Fraser Nelson Fraser Nelson

What Matt Hancock should have learnt from Ben Wallace

Ben Wallace (Credit: Getty images)

As Andrew Roberts argues in this week’s issue of The Spectator, it’s quite something for any journalist or historian to have access to so rich a resource as the Lockdown Files. Like the transcript of the Nixon tapes, the WhatsApp messages let you be a fly on the wall, listening to what leaders say when they think that no one will ever listen. I argue in my Daily Telegraph column today that the WhatsApp messages offer a fascinating psychological profile of a group of men who quickly became accustomed to ordering millions of people around like pieces on a chess board. A case study in mistakes made, which cannot be allowed to be made again.

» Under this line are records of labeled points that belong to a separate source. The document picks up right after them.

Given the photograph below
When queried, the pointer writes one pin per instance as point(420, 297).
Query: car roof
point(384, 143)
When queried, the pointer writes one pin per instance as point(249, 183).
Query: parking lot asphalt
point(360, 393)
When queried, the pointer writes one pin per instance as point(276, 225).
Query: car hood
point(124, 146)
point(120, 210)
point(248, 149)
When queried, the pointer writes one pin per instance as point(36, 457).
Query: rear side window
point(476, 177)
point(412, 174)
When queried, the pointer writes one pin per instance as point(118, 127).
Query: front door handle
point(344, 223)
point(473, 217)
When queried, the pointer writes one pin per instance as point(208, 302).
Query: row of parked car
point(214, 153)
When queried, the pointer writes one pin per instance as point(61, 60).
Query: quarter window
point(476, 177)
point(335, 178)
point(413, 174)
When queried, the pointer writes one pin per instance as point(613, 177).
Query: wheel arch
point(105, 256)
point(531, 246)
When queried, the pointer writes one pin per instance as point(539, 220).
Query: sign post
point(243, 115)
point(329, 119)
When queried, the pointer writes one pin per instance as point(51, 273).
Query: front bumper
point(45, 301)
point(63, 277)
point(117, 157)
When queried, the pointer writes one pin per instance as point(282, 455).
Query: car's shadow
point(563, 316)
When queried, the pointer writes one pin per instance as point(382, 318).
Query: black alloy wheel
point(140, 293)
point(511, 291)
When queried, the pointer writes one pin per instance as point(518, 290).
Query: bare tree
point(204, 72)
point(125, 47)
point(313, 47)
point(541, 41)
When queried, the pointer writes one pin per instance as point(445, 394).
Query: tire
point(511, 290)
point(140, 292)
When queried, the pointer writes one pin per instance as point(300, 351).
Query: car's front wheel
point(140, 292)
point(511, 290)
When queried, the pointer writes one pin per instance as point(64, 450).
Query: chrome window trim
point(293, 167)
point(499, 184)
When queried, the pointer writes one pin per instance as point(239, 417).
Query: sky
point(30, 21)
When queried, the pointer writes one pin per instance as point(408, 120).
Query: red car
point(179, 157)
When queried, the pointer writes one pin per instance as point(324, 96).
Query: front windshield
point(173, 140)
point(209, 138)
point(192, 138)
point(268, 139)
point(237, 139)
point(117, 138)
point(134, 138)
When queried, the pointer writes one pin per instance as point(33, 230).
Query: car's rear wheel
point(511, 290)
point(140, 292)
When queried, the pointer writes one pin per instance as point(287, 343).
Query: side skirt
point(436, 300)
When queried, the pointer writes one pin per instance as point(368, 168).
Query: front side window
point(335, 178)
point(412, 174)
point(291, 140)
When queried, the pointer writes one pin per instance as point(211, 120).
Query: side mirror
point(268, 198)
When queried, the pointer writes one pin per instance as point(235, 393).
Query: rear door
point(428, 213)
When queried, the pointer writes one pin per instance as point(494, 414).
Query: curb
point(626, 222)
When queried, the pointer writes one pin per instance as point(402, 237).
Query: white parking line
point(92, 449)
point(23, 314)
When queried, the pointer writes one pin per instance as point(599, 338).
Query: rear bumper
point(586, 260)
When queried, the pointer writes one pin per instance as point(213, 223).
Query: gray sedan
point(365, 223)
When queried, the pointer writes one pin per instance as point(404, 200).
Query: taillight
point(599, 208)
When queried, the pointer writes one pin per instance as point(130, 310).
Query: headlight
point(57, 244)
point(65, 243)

Wallace knew the danger of kicking away the normal safeguards of government

But there are heroes, as well as villains. One hero is Helen Whately, who as social care minister was one of the very few (she might actually be the only one) to hammer home moral arguments and say that ‘to prevent husbands seeing wives because they happen to live in care homes for months and months is inhumane’. In the gung-ho mood of these messages, exposing a toxic culture where even Alok Sharma was mocked for wanting restraint on business regulations, it was daring to voice any criticism to lockdown.

But perhaps the most honourable mention has to go to Ben Wallace – who, as Defence Secretary, has been through his fair share of emergencies. At one stage, Wallace is ‘added’ to one of Matt Hancock’s WhatsApp decision-making groups but after working out what it is, he is horrified and refuses point-blank to have any part in this madness. He sends one of Hancock’s aide a message saying: ‘I am not entirely sure what I have been put on the chat… I shall continue to do things via POs [private offices] and speaking directly with your boss’. 

Hancock had thought that WhatsApp was appropriate for an emergency because it allows discussions at speed. Wallace, who has served in Bosnia and Northern Ireland as well as overseen the evacuation of Kabul, will know the danger of kicking away the normal safeguards of government. Had Simon Case reacted the same way, and told Hancock to forget this idea of government-by-WhatsApp, things would have been very different.